The Times correspondent's statement is as follows:—
"An intelligent gardener whom I questioned told me that he had kept watch in the house on two separate occasions, abstaining from sleep until daylight appeared at seven o'clock, but without hearing a sound."
The under gardener's experience of two nights is as exhaustive of the subject as that of The Times correspondent and his friends, who also remained two nights, but do not allege that they "abstained from sleep."
Mr. "Etienne" was the last guest at B——, and arrived the evening before the house was vacated. He afterwards told Lord Bute that he had brought, without the knowledge of any one in the house, two seismic instruments, but that they recorded nothing, and that during the night he heard a sound as of a gun being fired outside the house. This he attributed to some poacher unknown, an explanation which seems hardly probable, as at this time of year there is nothing to shoot except rabbits. One never hears of a poacher shooting rabbits, and in any case, he would hardly do so in the immediate neighbourhood of an inhabited house, and discharging his gun once only.
Mr. "Etienne's" experiments are the more interesting because that among many suggestions made by Sir J. Crichton Browne, the only one which had not been already considered, was the use of seismic instruments. This—the house being within the seismic area—seemed so reasonable, that Miss Freer at once entered into correspondence with the well-known Professor Milne, with a view to experiment in this direction. The following is from his reply:—
"May 15th, 1897.—I was much interested in your note of the 13th, and fancy that the sounds with which you have to deal may be of seismic origin. Such sounds I have often heard, and the air waves, if not the earth waves, can be mechanically recorded. What you require to make the records is a seismograph with large but exceeding light indices, or a Perry tromometer.... The reason I think that the sounds are seismic is, first, on account of their character, and secondly, because you are in one of the most unstable parts of Great Britain, where between 1852 and 1890, 465 shocks (many with sounds) were recorded. Lady Moncrieff, when living at Comrie House in 1844, often heard rumblings and moanings, and such sounds, possibly akin to the 'barisal guns'[H] of Eastern England, often occur without a shake. The mechanism of this production may be due to slight movements on a fault face, and they may be heard, especially in rocky districts, in very many countries...."

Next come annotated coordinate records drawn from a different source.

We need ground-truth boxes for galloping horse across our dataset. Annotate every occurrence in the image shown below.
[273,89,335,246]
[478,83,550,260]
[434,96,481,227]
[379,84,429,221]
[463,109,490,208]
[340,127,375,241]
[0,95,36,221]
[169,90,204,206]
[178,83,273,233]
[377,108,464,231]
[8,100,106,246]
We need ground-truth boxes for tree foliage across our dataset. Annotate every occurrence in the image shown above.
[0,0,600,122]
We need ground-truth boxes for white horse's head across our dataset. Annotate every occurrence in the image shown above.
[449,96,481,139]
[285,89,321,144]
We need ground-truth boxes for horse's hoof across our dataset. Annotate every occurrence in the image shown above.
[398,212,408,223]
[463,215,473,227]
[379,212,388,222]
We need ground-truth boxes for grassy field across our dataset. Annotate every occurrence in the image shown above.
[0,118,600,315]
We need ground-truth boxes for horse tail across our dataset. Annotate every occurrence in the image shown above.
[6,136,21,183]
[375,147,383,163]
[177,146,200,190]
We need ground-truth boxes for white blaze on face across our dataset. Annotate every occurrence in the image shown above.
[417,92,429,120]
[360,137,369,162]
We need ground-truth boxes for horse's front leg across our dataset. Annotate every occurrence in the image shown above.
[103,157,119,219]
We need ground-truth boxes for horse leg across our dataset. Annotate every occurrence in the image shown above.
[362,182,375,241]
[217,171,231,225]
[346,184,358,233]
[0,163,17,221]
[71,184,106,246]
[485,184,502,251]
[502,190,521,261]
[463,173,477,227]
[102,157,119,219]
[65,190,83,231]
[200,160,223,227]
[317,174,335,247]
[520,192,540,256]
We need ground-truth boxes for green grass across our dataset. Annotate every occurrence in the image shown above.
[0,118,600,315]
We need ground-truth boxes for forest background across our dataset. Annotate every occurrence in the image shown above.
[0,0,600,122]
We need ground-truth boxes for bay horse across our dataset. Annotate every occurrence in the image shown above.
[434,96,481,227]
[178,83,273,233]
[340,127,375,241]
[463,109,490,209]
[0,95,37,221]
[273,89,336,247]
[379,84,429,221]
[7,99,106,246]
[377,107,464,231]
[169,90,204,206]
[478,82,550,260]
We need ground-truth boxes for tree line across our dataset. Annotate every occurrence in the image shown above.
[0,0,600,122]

Miss Freer's reply was an urgent request that machinery and an operator might be at once sent up to B——. Professor Milne replied that delicate instruments, such as he himself employed, could only be used by one other person, but suggested that she should hire from a well-known London firm what are known as "Ewing's-type" seismometers, adding, "I doubt whether these will record anything but movements to which you are sensible."
Miss Freer's designs, however, were frustrated, for on applying for an extension of tenancy for this purpose, Captain S——, the proprietor, peremptorily forbade the continuance of scientific observation—a remarkable parallel to his father's refusal to permit the use of the phonograph when suggested by Sir William Huggins.